Contrairement à la Terre, la Lune ne subit ni érosion atmosphérique, ni activité tectonique, ni phénomènes climatiques. Autrement dit, ce qui y est déposé peut potentiellement rester intact pendant des millions d’années. À environ 384 400 kilomètres de vous, la Lune devient ainsi un sanctuaire naturel, presque un coffre-fort à l’échelle cosmique. À l’heure où vos données numériques dépendent de formats changeants et de technologies rapidement obsolètes, l’idée est de créer une archive indépendante des supports électroniques actuels.
Vingt-quatre disques de saphir pour raconter l’humanité
Le cœur du projet repose sur 24 disques en saphir industriel, chacun d’environ 10 centimètres de diamètre pour 1 millimètre d’épaisseur. Ce matériau a été choisi pour sa résistance exceptionnelle aux variations de température et aux radiations. Les informations y sont microgravées au laser sous forme de micropixels analogiques.
L’objectif est audacieux : permettre une lecture à l’œil nu ou avec une simple loupe, sans technologie complexe. Chaque disque peut contenir plusieurs milliards de pixels, intégrant des milliers de pages sous forme d’images, schémas ou planches explicatives. La gravure est réalisée avec le concours d’institutions scientifiques françaises, dont le Commissariat à l’énergie atomique et aux énergies alternatives (CEA). L’ensemble sera placé dans un conteneur certifié pour résister aux contraintes du voyage et du dépôt lunaire.
Que transmettre de nous ?
« Sanctuary on the Moon » s’articule autour d’une question vertigineuse : que souhaitez-vous transmettre de votre civilisation à l’échelle de millions d’années ? Le contenu se structure en trois volets : ce que nous sommes, ce que nous savons et ce que nous faisons. On y retrouve des éléments liés aux mathématiques, aux sciences naturelles, à la paléontologie, à l’histoire de l’art et aux grandes réalisations culturelles.
Le projet inclut également l’archivage de génomes humains masculin et féminin, séquencés au Canada par le Michael Smith Genome Sciences Centre (BC Cancer). Les profils, appelés « génomenautes », ont été sélectionnés selon une procédure décrite comme anonyme et encadrée scientifiquement. L’UNESCO accompagne la dimension patrimoniale du projet, notamment à travers l’intégration de contenus relatifs aux sites inscrits au patrimoine mondial et à des textes majeurs en matière de bioéthique et de droits humains.

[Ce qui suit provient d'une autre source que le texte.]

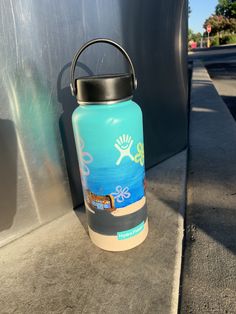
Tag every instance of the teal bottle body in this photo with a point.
(110, 148)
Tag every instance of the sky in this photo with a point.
(201, 10)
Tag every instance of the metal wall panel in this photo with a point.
(38, 41)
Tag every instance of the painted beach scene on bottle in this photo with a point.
(111, 159)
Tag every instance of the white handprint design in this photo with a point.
(121, 194)
(123, 144)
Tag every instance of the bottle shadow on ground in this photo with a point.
(8, 174)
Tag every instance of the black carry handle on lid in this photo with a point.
(89, 43)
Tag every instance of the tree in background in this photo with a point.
(218, 24)
(223, 22)
(224, 19)
(226, 8)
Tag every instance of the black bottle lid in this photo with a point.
(104, 88)
(109, 88)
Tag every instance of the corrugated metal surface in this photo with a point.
(38, 41)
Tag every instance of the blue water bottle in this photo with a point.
(108, 132)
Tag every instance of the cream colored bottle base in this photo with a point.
(111, 243)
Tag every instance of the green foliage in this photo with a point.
(194, 36)
(220, 23)
(227, 39)
(226, 8)
(215, 41)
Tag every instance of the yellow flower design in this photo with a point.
(139, 157)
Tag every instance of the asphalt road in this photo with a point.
(221, 66)
(224, 78)
(208, 283)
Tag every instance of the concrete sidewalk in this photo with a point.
(56, 269)
(209, 272)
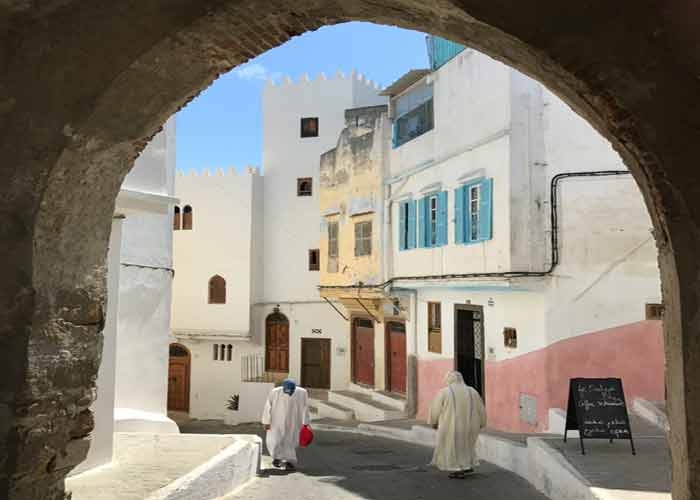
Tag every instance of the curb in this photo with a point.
(229, 470)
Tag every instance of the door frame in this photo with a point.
(277, 317)
(330, 360)
(387, 355)
(353, 336)
(479, 309)
(188, 373)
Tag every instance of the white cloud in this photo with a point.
(255, 71)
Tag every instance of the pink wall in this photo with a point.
(633, 352)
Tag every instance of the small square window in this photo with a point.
(304, 186)
(309, 127)
(314, 264)
(654, 311)
(363, 239)
(510, 338)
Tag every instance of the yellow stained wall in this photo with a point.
(351, 192)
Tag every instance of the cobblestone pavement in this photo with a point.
(342, 466)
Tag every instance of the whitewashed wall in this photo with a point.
(221, 242)
(303, 318)
(102, 436)
(291, 222)
(472, 137)
(132, 379)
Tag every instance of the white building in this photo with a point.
(476, 148)
(132, 384)
(259, 234)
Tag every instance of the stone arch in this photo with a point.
(187, 217)
(108, 84)
(277, 342)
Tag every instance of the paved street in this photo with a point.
(342, 466)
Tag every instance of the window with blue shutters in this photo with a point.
(473, 211)
(432, 220)
(407, 225)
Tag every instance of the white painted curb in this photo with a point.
(230, 469)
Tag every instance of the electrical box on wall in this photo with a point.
(528, 409)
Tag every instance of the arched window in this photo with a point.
(277, 342)
(187, 217)
(176, 218)
(217, 290)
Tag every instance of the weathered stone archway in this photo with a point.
(85, 84)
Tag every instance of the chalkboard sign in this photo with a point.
(597, 410)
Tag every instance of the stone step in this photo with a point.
(394, 400)
(365, 407)
(329, 409)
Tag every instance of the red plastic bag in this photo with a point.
(306, 435)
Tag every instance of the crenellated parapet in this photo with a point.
(286, 82)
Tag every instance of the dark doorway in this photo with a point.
(277, 343)
(316, 363)
(363, 351)
(179, 379)
(396, 356)
(469, 345)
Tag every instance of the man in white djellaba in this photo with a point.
(286, 411)
(458, 414)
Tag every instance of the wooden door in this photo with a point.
(277, 343)
(396, 356)
(316, 363)
(179, 379)
(363, 351)
(469, 346)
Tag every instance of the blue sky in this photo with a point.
(222, 126)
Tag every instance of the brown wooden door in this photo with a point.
(316, 363)
(396, 356)
(363, 351)
(179, 379)
(277, 344)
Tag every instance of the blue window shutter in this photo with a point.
(411, 243)
(441, 237)
(459, 214)
(402, 225)
(422, 221)
(485, 209)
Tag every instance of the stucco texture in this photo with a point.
(110, 75)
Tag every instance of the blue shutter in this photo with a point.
(402, 225)
(422, 220)
(485, 209)
(411, 243)
(459, 214)
(441, 237)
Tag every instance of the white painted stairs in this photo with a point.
(357, 403)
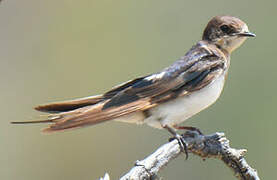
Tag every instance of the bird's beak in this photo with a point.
(246, 34)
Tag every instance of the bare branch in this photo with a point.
(206, 146)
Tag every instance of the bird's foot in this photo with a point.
(179, 138)
(190, 128)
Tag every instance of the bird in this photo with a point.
(164, 99)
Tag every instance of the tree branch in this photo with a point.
(206, 146)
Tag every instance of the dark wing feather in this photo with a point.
(193, 71)
(186, 71)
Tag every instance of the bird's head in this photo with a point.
(226, 32)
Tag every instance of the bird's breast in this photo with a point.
(182, 108)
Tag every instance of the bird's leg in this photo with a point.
(179, 138)
(190, 128)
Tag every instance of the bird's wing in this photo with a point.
(185, 75)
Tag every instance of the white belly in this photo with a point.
(180, 109)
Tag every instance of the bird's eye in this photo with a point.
(225, 28)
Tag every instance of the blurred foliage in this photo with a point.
(57, 50)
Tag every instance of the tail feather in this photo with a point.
(70, 105)
(33, 122)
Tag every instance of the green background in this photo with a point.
(58, 50)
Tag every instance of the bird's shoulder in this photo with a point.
(189, 70)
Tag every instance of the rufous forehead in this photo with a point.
(228, 20)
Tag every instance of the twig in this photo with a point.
(206, 146)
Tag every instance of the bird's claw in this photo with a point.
(182, 143)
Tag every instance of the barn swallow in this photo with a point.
(164, 99)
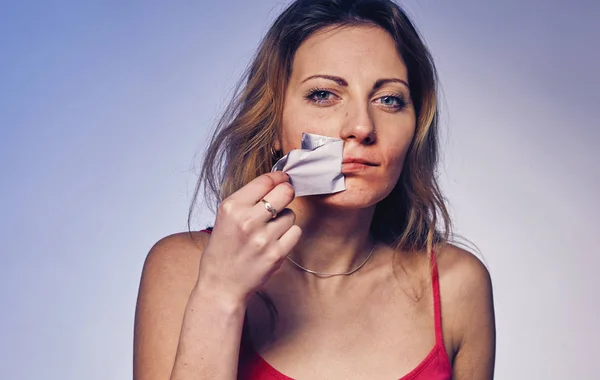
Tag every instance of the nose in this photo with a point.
(358, 125)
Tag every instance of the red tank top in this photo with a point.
(435, 366)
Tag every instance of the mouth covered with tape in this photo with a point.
(315, 168)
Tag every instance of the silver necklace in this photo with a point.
(327, 275)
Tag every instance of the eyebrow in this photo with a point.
(342, 81)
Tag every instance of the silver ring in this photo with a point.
(269, 208)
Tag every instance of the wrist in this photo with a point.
(219, 299)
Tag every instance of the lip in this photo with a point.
(354, 165)
(357, 160)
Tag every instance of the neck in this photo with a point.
(333, 240)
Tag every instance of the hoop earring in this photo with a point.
(275, 154)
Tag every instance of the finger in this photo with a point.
(274, 202)
(280, 225)
(256, 189)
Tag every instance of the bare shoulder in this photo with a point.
(169, 275)
(461, 272)
(176, 255)
(467, 309)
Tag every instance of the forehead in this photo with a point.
(349, 51)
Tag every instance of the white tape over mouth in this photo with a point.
(316, 168)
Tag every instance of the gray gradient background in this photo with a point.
(105, 106)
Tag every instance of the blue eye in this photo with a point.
(390, 101)
(319, 96)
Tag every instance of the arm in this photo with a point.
(181, 328)
(473, 317)
(194, 291)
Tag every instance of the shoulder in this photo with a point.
(171, 268)
(178, 254)
(462, 272)
(466, 296)
(169, 275)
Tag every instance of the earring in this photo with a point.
(276, 154)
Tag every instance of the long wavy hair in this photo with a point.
(414, 216)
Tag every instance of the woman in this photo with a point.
(357, 284)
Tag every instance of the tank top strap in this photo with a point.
(437, 305)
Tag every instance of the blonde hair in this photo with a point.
(414, 216)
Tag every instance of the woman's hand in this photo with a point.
(247, 244)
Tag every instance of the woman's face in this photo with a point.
(351, 83)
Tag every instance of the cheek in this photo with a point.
(297, 119)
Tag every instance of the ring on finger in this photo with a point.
(269, 208)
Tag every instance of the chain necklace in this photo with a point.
(327, 275)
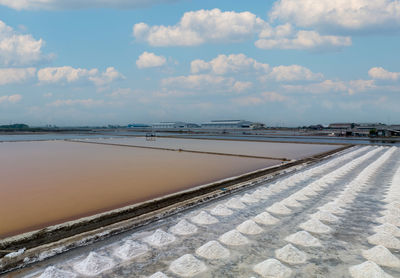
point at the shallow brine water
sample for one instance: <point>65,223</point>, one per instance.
<point>322,221</point>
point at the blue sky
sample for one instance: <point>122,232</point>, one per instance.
<point>284,62</point>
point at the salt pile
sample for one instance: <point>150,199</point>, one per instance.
<point>233,238</point>
<point>221,210</point>
<point>187,266</point>
<point>203,218</point>
<point>389,228</point>
<point>315,226</point>
<point>212,250</point>
<point>325,216</point>
<point>158,275</point>
<point>279,208</point>
<point>291,255</point>
<point>131,249</point>
<point>266,219</point>
<point>53,272</point>
<point>159,238</point>
<point>384,239</point>
<point>93,264</point>
<point>381,256</point>
<point>304,239</point>
<point>247,198</point>
<point>249,227</point>
<point>272,268</point>
<point>368,270</point>
<point>235,203</point>
<point>183,228</point>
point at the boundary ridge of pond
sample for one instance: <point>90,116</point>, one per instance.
<point>56,239</point>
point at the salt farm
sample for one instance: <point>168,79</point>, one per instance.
<point>338,217</point>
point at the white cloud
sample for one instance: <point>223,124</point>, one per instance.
<point>69,74</point>
<point>198,27</point>
<point>224,64</point>
<point>381,73</point>
<point>150,60</point>
<point>77,4</point>
<point>71,102</point>
<point>293,73</point>
<point>10,99</point>
<point>16,75</point>
<point>19,49</point>
<point>340,15</point>
<point>285,37</point>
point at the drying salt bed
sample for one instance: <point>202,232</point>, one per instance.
<point>344,225</point>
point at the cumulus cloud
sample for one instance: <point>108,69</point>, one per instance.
<point>69,74</point>
<point>16,75</point>
<point>10,99</point>
<point>77,4</point>
<point>198,27</point>
<point>286,37</point>
<point>19,49</point>
<point>383,74</point>
<point>224,64</point>
<point>150,60</point>
<point>340,15</point>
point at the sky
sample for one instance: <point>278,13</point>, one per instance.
<point>283,62</point>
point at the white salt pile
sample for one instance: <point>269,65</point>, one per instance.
<point>233,238</point>
<point>221,210</point>
<point>247,198</point>
<point>53,272</point>
<point>183,228</point>
<point>279,208</point>
<point>158,275</point>
<point>213,250</point>
<point>131,249</point>
<point>384,239</point>
<point>272,268</point>
<point>315,226</point>
<point>93,264</point>
<point>249,227</point>
<point>381,256</point>
<point>291,255</point>
<point>187,266</point>
<point>203,218</point>
<point>159,238</point>
<point>235,203</point>
<point>304,239</point>
<point>266,219</point>
<point>388,228</point>
<point>368,270</point>
<point>326,216</point>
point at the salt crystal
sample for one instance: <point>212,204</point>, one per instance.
<point>203,218</point>
<point>93,264</point>
<point>53,272</point>
<point>131,249</point>
<point>159,238</point>
<point>291,255</point>
<point>235,203</point>
<point>303,238</point>
<point>272,268</point>
<point>381,256</point>
<point>233,238</point>
<point>279,208</point>
<point>249,227</point>
<point>212,250</point>
<point>266,219</point>
<point>368,269</point>
<point>221,210</point>
<point>183,228</point>
<point>187,266</point>
<point>315,226</point>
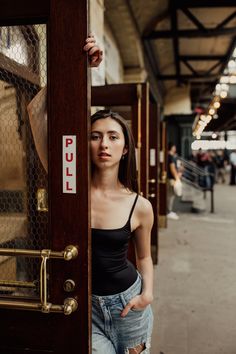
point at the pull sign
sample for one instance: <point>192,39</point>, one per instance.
<point>152,157</point>
<point>69,163</point>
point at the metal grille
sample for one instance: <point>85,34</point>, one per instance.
<point>23,176</point>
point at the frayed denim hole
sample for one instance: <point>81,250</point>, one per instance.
<point>123,301</point>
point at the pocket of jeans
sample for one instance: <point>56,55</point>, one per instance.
<point>125,299</point>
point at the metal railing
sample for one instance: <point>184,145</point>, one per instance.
<point>198,178</point>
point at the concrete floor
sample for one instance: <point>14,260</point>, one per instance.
<point>195,281</point>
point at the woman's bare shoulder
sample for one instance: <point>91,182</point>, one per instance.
<point>144,207</point>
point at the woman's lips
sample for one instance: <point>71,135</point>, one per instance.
<point>104,156</point>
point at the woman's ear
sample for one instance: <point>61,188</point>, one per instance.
<point>125,150</point>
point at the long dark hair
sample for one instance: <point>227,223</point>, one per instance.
<point>127,169</point>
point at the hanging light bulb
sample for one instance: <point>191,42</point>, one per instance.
<point>211,111</point>
<point>224,80</point>
<point>232,79</point>
<point>216,104</point>
<point>223,94</point>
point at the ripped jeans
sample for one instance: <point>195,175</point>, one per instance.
<point>112,334</point>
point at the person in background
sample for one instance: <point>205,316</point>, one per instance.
<point>173,175</point>
<point>232,160</point>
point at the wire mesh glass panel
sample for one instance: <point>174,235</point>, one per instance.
<point>23,156</point>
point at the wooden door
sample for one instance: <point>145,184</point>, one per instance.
<point>44,284</point>
<point>153,190</point>
<point>163,177</point>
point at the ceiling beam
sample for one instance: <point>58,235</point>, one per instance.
<point>189,66</point>
<point>227,20</point>
<point>174,28</point>
<point>202,57</point>
<point>188,77</point>
<point>204,3</point>
<point>193,19</point>
<point>192,33</point>
<point>154,22</point>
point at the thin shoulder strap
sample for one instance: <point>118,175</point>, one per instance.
<point>132,209</point>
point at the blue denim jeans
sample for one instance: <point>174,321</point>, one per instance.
<point>113,334</point>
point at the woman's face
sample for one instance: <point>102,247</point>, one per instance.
<point>107,143</point>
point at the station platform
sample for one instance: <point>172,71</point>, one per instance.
<point>195,281</point>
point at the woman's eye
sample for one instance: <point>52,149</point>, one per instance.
<point>95,137</point>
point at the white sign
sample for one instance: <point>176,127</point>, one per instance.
<point>161,156</point>
<point>152,157</point>
<point>69,163</point>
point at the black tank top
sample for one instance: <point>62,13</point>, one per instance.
<point>112,272</point>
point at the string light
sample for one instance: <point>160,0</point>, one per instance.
<point>221,92</point>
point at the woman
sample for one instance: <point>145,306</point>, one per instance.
<point>122,317</point>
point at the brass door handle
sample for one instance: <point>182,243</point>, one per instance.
<point>70,305</point>
<point>152,181</point>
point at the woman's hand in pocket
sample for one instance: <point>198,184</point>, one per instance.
<point>138,303</point>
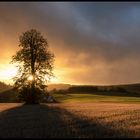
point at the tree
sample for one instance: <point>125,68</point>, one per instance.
<point>35,65</point>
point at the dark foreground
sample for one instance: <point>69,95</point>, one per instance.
<point>69,120</point>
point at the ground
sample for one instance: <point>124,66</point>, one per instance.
<point>70,119</point>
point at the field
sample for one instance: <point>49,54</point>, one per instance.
<point>94,97</point>
<point>70,120</point>
<point>108,114</point>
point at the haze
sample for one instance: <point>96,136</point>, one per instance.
<point>93,42</point>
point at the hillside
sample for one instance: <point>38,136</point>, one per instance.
<point>64,91</point>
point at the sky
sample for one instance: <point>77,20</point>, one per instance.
<point>94,43</point>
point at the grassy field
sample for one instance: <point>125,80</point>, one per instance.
<point>76,97</point>
<point>70,120</point>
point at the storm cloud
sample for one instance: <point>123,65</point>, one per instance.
<point>93,42</point>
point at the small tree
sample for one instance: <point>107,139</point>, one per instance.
<point>35,65</point>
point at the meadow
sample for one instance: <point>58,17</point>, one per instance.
<point>70,120</point>
<point>77,115</point>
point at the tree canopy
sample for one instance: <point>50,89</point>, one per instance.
<point>34,61</point>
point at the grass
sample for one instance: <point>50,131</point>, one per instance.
<point>70,120</point>
<point>76,97</point>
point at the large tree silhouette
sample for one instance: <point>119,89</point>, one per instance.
<point>35,65</point>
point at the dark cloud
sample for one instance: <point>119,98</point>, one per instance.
<point>94,42</point>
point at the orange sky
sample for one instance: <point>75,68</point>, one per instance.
<point>93,43</point>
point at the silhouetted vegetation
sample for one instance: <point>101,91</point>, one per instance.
<point>35,61</point>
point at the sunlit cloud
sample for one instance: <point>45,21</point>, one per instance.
<point>93,43</point>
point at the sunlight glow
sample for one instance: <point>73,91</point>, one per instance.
<point>7,72</point>
<point>30,78</point>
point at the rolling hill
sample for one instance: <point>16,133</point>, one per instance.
<point>7,94</point>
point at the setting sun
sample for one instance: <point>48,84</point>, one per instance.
<point>30,78</point>
<point>7,72</point>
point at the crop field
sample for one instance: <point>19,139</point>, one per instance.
<point>94,97</point>
<point>70,120</point>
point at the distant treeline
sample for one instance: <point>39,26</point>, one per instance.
<point>100,90</point>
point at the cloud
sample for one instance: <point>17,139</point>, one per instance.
<point>93,42</point>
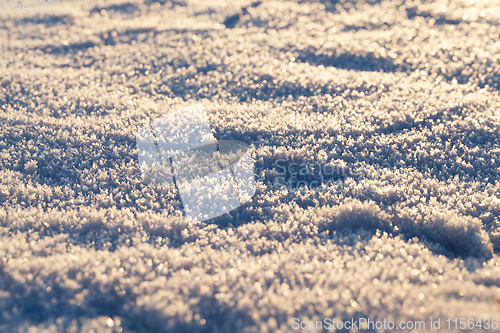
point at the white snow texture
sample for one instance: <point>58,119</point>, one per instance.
<point>401,99</point>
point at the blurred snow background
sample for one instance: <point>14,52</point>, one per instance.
<point>362,85</point>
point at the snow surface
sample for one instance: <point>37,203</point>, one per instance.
<point>402,97</point>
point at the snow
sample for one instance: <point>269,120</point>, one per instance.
<point>401,98</point>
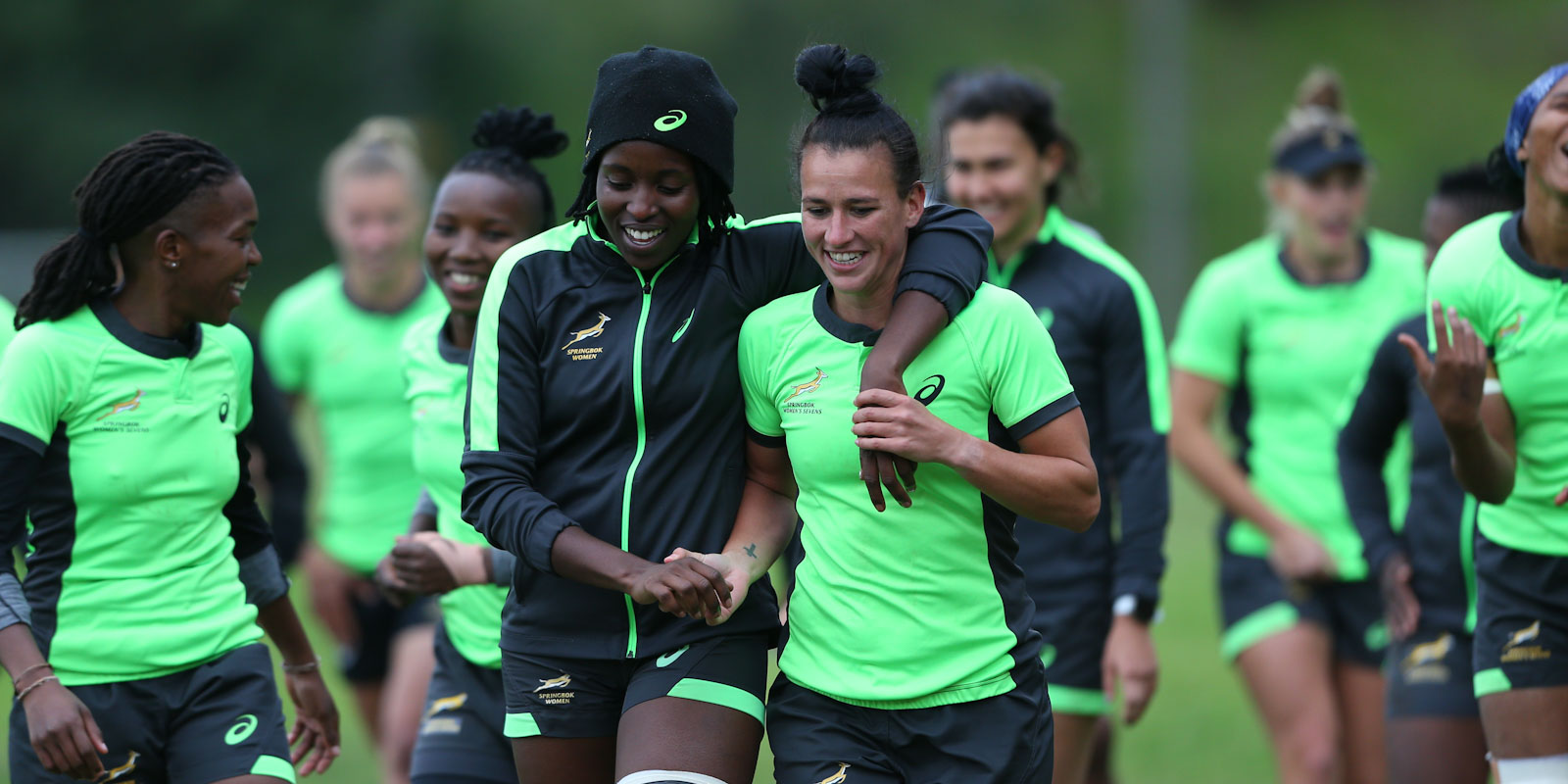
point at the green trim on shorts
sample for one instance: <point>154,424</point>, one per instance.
<point>521,725</point>
<point>276,767</point>
<point>717,694</point>
<point>1078,702</point>
<point>1492,681</point>
<point>1258,624</point>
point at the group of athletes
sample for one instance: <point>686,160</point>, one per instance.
<point>562,457</point>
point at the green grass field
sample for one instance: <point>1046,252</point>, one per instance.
<point>1199,728</point>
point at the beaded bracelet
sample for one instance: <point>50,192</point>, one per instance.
<point>298,670</point>
<point>41,681</point>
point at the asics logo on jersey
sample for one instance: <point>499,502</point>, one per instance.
<point>242,729</point>
<point>584,334</point>
<point>682,326</point>
<point>808,386</point>
<point>127,767</point>
<point>670,122</point>
<point>554,682</point>
<point>929,392</point>
<point>1429,653</point>
<point>838,778</point>
<point>447,703</point>
<point>1513,328</point>
<point>1525,635</point>
<point>120,408</point>
<point>670,658</point>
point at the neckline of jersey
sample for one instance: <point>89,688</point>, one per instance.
<point>153,345</point>
<point>835,325</point>
<point>1361,273</point>
<point>447,349</point>
<point>1509,235</point>
<point>1003,274</point>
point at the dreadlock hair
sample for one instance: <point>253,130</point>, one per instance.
<point>851,117</point>
<point>713,206</point>
<point>1473,190</point>
<point>509,140</point>
<point>127,192</point>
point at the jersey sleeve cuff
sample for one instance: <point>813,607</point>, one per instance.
<point>24,438</point>
<point>1043,417</point>
<point>764,439</point>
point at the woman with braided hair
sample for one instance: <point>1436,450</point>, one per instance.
<point>133,643</point>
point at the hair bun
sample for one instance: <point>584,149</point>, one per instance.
<point>519,130</point>
<point>838,82</point>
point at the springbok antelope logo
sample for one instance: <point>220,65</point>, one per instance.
<point>1429,653</point>
<point>127,767</point>
<point>1525,635</point>
<point>838,778</point>
<point>554,682</point>
<point>120,408</point>
<point>447,703</point>
<point>808,386</point>
<point>585,334</point>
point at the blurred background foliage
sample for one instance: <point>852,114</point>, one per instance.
<point>1172,102</point>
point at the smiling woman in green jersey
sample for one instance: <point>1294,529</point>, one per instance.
<point>334,339</point>
<point>491,200</point>
<point>883,679</point>
<point>1282,328</point>
<point>1499,384</point>
<point>606,430</point>
<point>1007,157</point>
<point>133,645</point>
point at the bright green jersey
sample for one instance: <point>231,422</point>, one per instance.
<point>345,358</point>
<point>1290,353</point>
<point>7,331</point>
<point>1520,308</point>
<point>908,608</point>
<point>130,564</point>
<point>438,381</point>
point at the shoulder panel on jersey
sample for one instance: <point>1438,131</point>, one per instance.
<point>1094,248</point>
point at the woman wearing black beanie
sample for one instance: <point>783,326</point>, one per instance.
<point>606,430</point>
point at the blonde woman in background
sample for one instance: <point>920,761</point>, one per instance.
<point>1280,328</point>
<point>334,339</point>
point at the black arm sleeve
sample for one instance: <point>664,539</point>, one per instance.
<point>1133,373</point>
<point>946,259</point>
<point>253,538</point>
<point>271,433</point>
<point>18,469</point>
<point>1364,444</point>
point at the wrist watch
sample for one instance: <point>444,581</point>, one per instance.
<point>1137,608</point>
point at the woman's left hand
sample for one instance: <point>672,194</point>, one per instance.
<point>314,737</point>
<point>902,425</point>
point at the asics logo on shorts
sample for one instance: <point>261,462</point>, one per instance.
<point>668,659</point>
<point>242,729</point>
<point>838,778</point>
<point>554,682</point>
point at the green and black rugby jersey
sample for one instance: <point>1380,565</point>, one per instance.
<point>138,506</point>
<point>608,397</point>
<point>1293,357</point>
<point>438,384</point>
<point>1520,308</point>
<point>909,608</point>
<point>344,358</point>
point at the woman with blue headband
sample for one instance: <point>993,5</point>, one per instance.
<point>1499,383</point>
<point>1278,329</point>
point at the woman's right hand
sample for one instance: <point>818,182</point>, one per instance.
<point>331,587</point>
<point>63,733</point>
<point>1298,556</point>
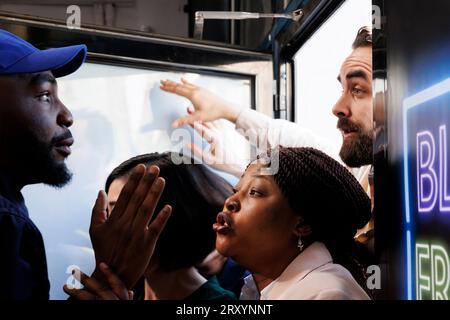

Entre fascination et polémique sur les réseaux sociaux
Comme souvent avec les projets spatiaux, l’annonce ne fait pas l’unanimité. Sur les réseaux sociaux, certaines voix dénoncent ce qu’elles perçoivent comme une nouvelle forme de pollution de l’espace. Pour ces critiques, l’humanité a déjà suffisamment saturé la Terre pour éviter d’exporter ses traces ailleurs.
D’autres, au contraire, se disent émerveillés par ce que la technologie rend désormais possible. Beaucoup parlent d’une évolution « dingue » des capacités humaines et saluent l’audace d’un projet qui ose penser le temps long, bien au-delà des cycles politiques ou économiques. Entre inquiétude écologique et admiration scientifique, le débat reflète une question plus large : comment conjuguer exploration, responsabilité et mémoire collective ?
En définitive, au-delà de la prouesse technique, « Sanctuary on the Moon » interroge notre rapport à la transmission. Dans un monde où tout s’actualise, se remplace et se télécharge, choisir la gravure pérenne et la stabilité lunaire relève presque d’un geste philosophique. Archiver l’histoire humaine sur la Lune, c’est accepter de penser notre existence à l’échelle cosmique.